FIGHTING FOR JUSTICE …………………. A SCOTTISH SUCCESS STORY

It is often the case in formal insolvency proceedings that the insolvency practitioner “IP” wishes to instigate legal action to recover monies, but the element of speculation inherent in any court action tends to mean that creditors are unwilling to fund the action, particularly where additional monies are required, preferring to share in whatever the insolvency can realise from immediate asset sales and move on.

Such stance is quite understandable, as is the level of frustration which arises when a manifestly unjust transaction has occurred and legal action is not instigated to correct the injustice.

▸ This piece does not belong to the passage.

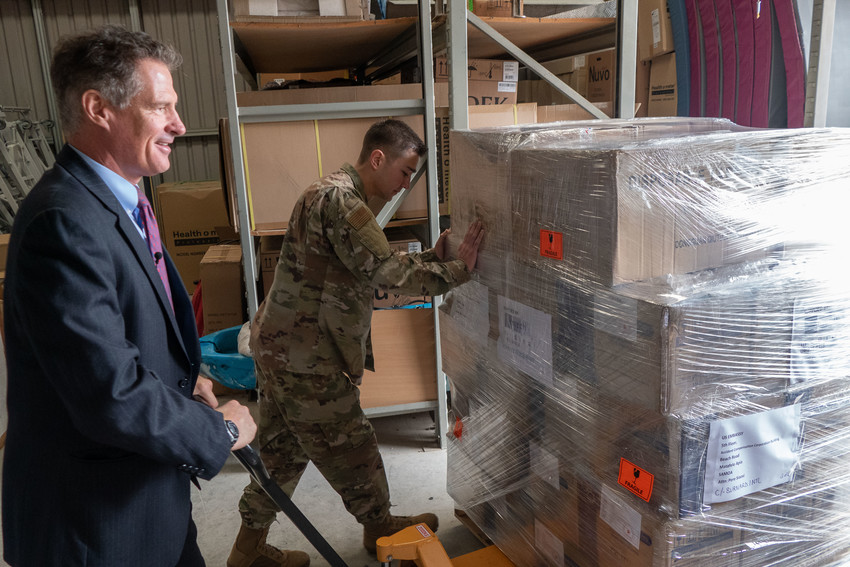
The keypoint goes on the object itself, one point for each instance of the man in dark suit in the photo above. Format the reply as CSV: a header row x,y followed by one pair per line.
x,y
105,426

Occasionally there are instances where a stance is required and the IP is prepared to risk his own time, and money, and create payment arrangements with his advisers because legal action is the only method of reversing a situation which is unfair to creditors. This was such an occasion.

 

Background

Mr X was a successful businessman in Aberdeen until late 1995 when trading difficulties were encountered. Mr X’s principal company was subject to formal insolvency proceedings in early 1996 with substantial debts. During this time, Mr X’s health was deteriorating rapidly and, without a transplant, his life expectancy was thought to be very short. In mid 1996 he was hospitalised and in receipt of a heavy cocktail of drugs. His lifestyle had resulted in most of his assets being sold and he was experiencing acute personal financial problems. In July 1996 a representative from one of his creditors, company Y, visited him in hospital and persuaded him to assign a whole of life policy which had a surrender value of £70 but a pay-out on death of £185,000. The assignation was signed. In September 1996 Mr X entered surgery for a transplant and died almost immediately following the operation.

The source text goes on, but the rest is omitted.